The First Benchmarks Of Red Hat Enterprise Linux 6.0

Written by Michael Larabel in Operating Systems on 22 April 2010 at 03:00 AM EDT. Page 1 of 7. 10 Comments.

The first beta release of Red Hat Enterprise Linux 6.0 was made available yesterday morning. RHEL 6.0 is set to offer many virtualization enhancements, power management improvements, new security features, many package updates, and even some reported performance enhancements. With Red Hat mentioning this major upgrade to their enterprise operating system carrying "performance enhancements", these claims have now been tested using the Phoronix Test Suite within our labs. There are some improvements for Red Hat Enterprise Linux 6.0 to note, but also some losses.

Shortly following the announcement of the first public beta for Red Hat Enterprise Linux 6.0, we began running a fresh set of benchmarks on CentOS 5.4 and Fedora 12. CentOS 5.4 was tested as it's equivalent to Red Hat Enterprise Linux 5.4, but CentOS 5.5 is not yet available as the facsimile to Red Hat Enterprise Linux 5.5 that was released three weeks ago. Red Hat Enterprise Linux 6.0 is largely based off Fedora 12 packages, which is why we tested Red Hat's community operating system. With Red Hat's FTP server running slow today, we also tested today's Ubuntu 10.04 LTS "Lucid Lynx" daily snapshot in this comparison too.

The RHEL 6.0 Beta announcement in regards to the performance enhancements said the following:

"Red Hat engineers have played key roles in the upstream development of a wide range of kernel performance enhancements that we plan to feature in Red Hat Enterprise Linux 6. This includes a complete rewrite of the process scheduler so that it more fairly shares compute cycles among processes and provides more determinism by enabling higher-priority processes to run with minimal interference from lower-priority processes. Additionally, there are a substantial range of multi-processor lock synchronization enhancements. For example, elimination of unnecessary locking occurrences, replacement of many spin locks with sleep locks and implementation of more efficient locking primitives. These foundational changes impact a number of kernel subsystems."

In the initial testing of the Red Hat Enterprise Linux 6.0 x86_64 Beta the experience has been stable, quite pleasant, and certainly enjoyable. Red Hat Linux 5 is based upon Fedora Core 6 so the move to RHEL 6.0 is very evident on different levels with it being based off of Fedora 12 and then the Fedora 13 release is also just weeks away. There is the Nouveau graphics driver now in RHEL, KDE Software Compilation 4, the Plymouth boot splash system, and many other advancements that have built up over the past three years. The Red Hat Enterprise Linux 6.0 Beta uses the Linux 2.6.32-19.el6.x86_64 kernel, GNOME 2.28.2, X.Org Server 1.7.5, xf86-video-ati 6.12.99 (among other updated X.Org drivers), Mesa 7.7, GCC 4.4.3, and an EXT4 file-system by default.

In comparison, CentOS 5.4 uses the Linux 2.6.18-164.el5 kernel, GNOME 2.16.0, X.Org Server 7.1.1, Mesa 6.5.1, GCC 4.1.2, and uses an EXT3 file-system by default. Fedora 12 had the Linux 2.6.31.5-127.fc12.x86_64 kernel, GNOME 2.28.1, X.Org Server 1.7.1, Mesa 7.7-devel, GCC 4.4.2, and an EXT4 file-system. Lastly, Canonical's enterprise offering is the Ubuntu 10.04 Long-Term Support release carrying the Linux 2.6.32-21-generic kernel, GNOME 2.30.0, X.Org Server 1.7.6, Mesa 7.7, GCC 4.4.3, and an EXT4 file-system.

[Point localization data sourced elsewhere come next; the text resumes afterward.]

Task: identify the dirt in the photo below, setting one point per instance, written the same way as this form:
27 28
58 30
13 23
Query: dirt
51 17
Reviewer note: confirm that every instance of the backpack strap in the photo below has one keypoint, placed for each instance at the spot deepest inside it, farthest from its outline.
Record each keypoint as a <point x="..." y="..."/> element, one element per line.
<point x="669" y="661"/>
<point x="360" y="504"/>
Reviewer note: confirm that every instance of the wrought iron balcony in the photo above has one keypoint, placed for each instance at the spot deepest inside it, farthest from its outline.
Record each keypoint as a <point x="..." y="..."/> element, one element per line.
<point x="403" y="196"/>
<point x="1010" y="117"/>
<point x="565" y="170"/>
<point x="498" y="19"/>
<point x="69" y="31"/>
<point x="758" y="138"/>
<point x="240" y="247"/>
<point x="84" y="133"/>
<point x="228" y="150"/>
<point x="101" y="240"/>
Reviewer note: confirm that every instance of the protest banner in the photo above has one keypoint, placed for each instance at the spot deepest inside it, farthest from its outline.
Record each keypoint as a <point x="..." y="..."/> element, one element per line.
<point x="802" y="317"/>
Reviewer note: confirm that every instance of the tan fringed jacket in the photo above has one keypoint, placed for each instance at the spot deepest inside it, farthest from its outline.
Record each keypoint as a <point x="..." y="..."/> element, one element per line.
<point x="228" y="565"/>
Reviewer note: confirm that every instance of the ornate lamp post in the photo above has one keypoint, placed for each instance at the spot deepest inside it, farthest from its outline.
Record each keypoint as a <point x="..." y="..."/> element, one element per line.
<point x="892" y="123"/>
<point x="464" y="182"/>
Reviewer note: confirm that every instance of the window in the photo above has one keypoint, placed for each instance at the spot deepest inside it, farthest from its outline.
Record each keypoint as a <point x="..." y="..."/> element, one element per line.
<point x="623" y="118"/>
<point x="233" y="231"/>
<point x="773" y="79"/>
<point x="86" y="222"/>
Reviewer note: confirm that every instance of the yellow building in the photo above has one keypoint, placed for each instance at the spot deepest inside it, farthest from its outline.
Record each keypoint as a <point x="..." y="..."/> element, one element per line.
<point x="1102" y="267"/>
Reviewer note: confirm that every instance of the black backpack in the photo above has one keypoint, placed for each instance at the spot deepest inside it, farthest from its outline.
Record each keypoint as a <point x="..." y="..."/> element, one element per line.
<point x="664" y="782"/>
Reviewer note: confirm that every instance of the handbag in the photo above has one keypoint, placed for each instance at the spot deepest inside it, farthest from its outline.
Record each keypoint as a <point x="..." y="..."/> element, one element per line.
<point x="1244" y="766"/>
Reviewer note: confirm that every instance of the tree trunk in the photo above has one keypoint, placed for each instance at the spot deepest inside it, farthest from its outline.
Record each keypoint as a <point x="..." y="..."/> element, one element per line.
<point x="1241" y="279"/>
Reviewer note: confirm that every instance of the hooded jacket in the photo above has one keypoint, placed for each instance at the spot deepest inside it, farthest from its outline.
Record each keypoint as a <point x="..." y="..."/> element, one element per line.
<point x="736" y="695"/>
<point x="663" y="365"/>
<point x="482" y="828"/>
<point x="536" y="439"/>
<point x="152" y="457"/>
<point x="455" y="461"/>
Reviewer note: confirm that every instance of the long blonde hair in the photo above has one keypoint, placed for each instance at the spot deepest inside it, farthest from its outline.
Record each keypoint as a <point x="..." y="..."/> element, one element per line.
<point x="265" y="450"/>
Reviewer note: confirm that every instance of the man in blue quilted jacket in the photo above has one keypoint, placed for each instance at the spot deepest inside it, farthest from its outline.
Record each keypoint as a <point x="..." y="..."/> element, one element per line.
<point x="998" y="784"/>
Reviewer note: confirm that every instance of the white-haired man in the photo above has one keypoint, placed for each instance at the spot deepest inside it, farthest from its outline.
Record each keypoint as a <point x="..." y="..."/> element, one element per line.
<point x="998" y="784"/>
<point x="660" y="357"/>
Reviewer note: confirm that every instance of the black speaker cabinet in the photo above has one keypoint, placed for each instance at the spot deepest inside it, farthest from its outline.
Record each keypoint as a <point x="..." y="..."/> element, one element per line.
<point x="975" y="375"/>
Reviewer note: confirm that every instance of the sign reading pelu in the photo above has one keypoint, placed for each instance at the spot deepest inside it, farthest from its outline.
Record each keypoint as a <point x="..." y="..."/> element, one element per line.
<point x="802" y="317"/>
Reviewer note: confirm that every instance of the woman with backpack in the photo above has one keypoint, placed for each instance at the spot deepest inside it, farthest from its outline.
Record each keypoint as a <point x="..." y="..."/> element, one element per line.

The 64-bit versions of CentOS, Red Hat Enterprise Linux, Fedora, and Ubuntu were used during this testing.

We used an AMD Shanghai test system boasting dual AMD Opteron 2384 quad-core processors, a Tyan Thunder n3600M (S2932) using NVIDIA's MCP55 Chipset, 4GB of system memory, a 160GB Western Digital WD1600YS-01S SATA HDD, and an ATI FirePro V8800 workstation graphics card.

The benchmarks we ran on this selection of Linux distributions were largely workstation and server oriented. The set of tests from the Phoronix Test Suite included Apache, PostgreSQL, Bork, C-Ray, POV-Ray, 7-Zip, Parallel BZIP2, FLAC, GraphicsMagick, HMMer, MAFFT, John The Ripper, NAS Parallel Benchmarks, Compile Bench, PostMark, and Unpack-Linux. No workstation graphics tests were carried out, as the brand-new FirePro V8800 that was used in this testing is not yet supported in any public ATI Linux driver that supports this ASIC and the newer X.Org Servers found in Fedora 12 and Red Hat Enterprise Linux 6.0. That capable driver though will come later this month and for now can be found as a handout to Canonical in Ubuntu 10.04.